Gathering Paradise is a song cycle for soprano and orchestra set to the poetry of Emily Dickinson by the American composer Augusta Read Thomas. It was written in 2004 on a commission by the New York Philharmonic under the direction of Lorin Maazel, both to which the piece is dedicated "with admiration and gratitude." Its world premiere was performed by the soprano Heidi Grant Murphy and the New York Philharmonic conducted by Maazel in Avery Fisher Hall, New York City, on September 29, 2004.

==Composition==
Gathering Paradise is cast in one continuous movement, lasting approximately 25 minutes. The text of the piece is composed of lines from six poems by Emily Dickinson, including "The gleam of an heroic Act," "How still the Bells in Steeples stand," "It's like the Light," "The longest day that God appoints," "I dwell in Possibility," and "Image of Light, Adieu." In the score program note, Thomas described Dickinson's poems as "intensely personal, intellectual, introspective, and [offering] a meditation on life, death, and poetic creation; her poems share a close observation of nature as well as consideration of religious and philosophical issues." The composer added that she selected these poems because they share "the intimate recollection of inspirational moments which are suggestive of hope and the possibility of happiness found in art and in the observation of the natural world."

===Instrumentation===
The piece is scored for solo soprano and a large orchestra comprising piccolo, three flutes, two oboes, English horn, four clarinets (3rd doubling E♭ clarinet, 4th doubling bass clarinet), two bassoons (2nd doubling contrabassoon), four horns, three trumpets (1st doubling piccolo trumpet), two trombones, bass trombone, tuba, three percussionists, piano (doubling celesta), harp, and strings.

==Reception==
Reviewing the world premiere, Anthony Tommasini of The New York Times described the music as "challenging," "notwithstanding its alluring colors, striking orchestral effects and organic energy." He elaborated, "Her musical language is unabashedly atonal, though lulling diatonic elements leaven the astringent harmonies.
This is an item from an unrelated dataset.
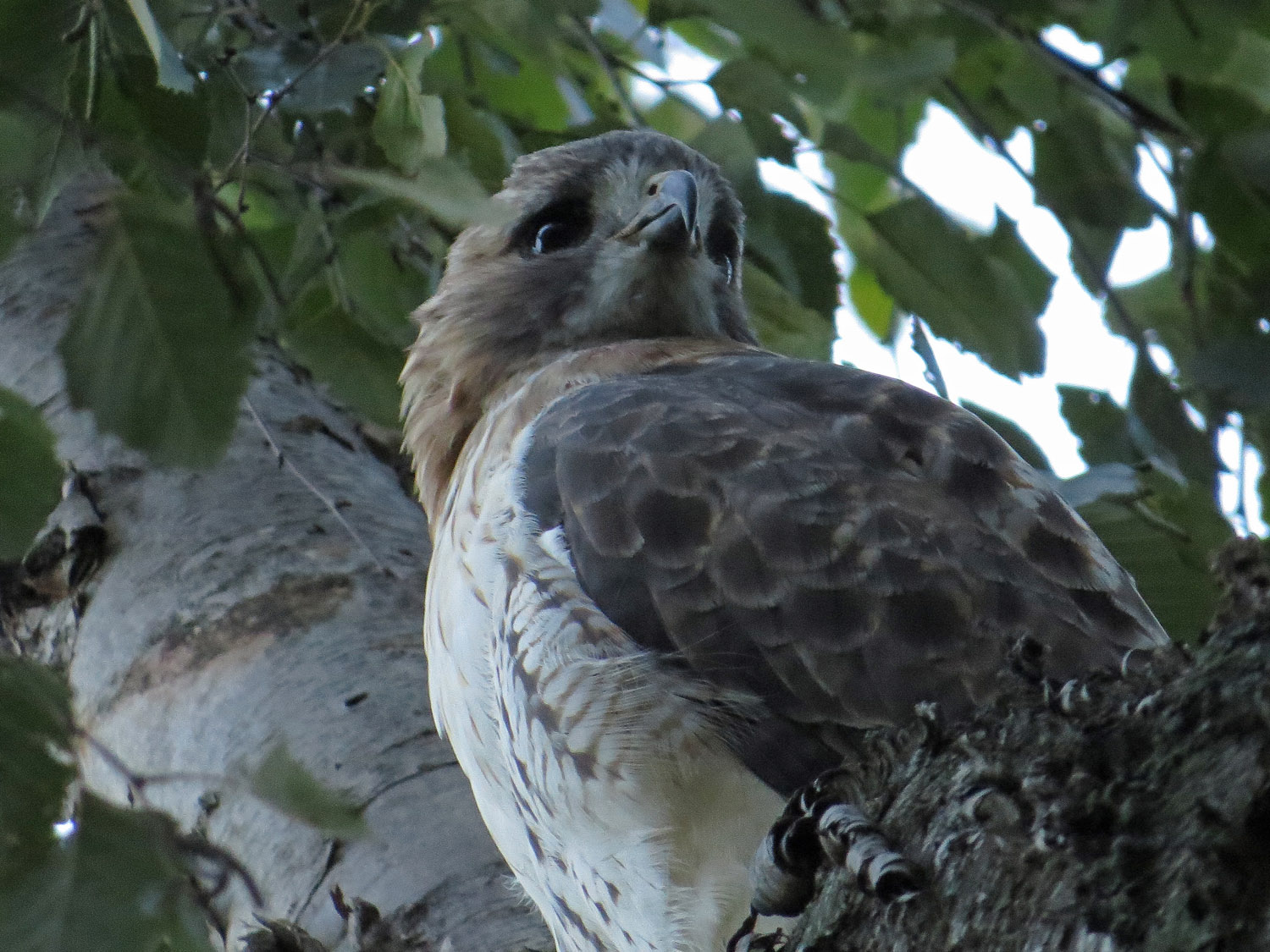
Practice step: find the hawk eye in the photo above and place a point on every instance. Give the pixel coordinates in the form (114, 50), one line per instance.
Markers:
(558, 226)
(551, 236)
Still, Ms. Thomas has an acute ear. When some eerie, atmospheric chord in quiet strings and winds lingers, you can almost hear her saying, 'Just listen to that wonderful dissonance!'" Peter G. Davis of New York Magazine similarly wrote that the piece "[captures] the restless fever of this poet's style in a way that few composers ever have," adding, "The 30-minute piece deals mainly in light images, suggesting a day-to-night journey in freshly minted orchestral colors and lyrical vocal lines that make the trip compulsively listenable. To my ears, the score strongly recalls the spicy neo-impressionistic music of Thomas's husband, Bernard Rands, whose compendiums for voice and orchestra are cast in a similar style. Clearly this is a family that thinks alike."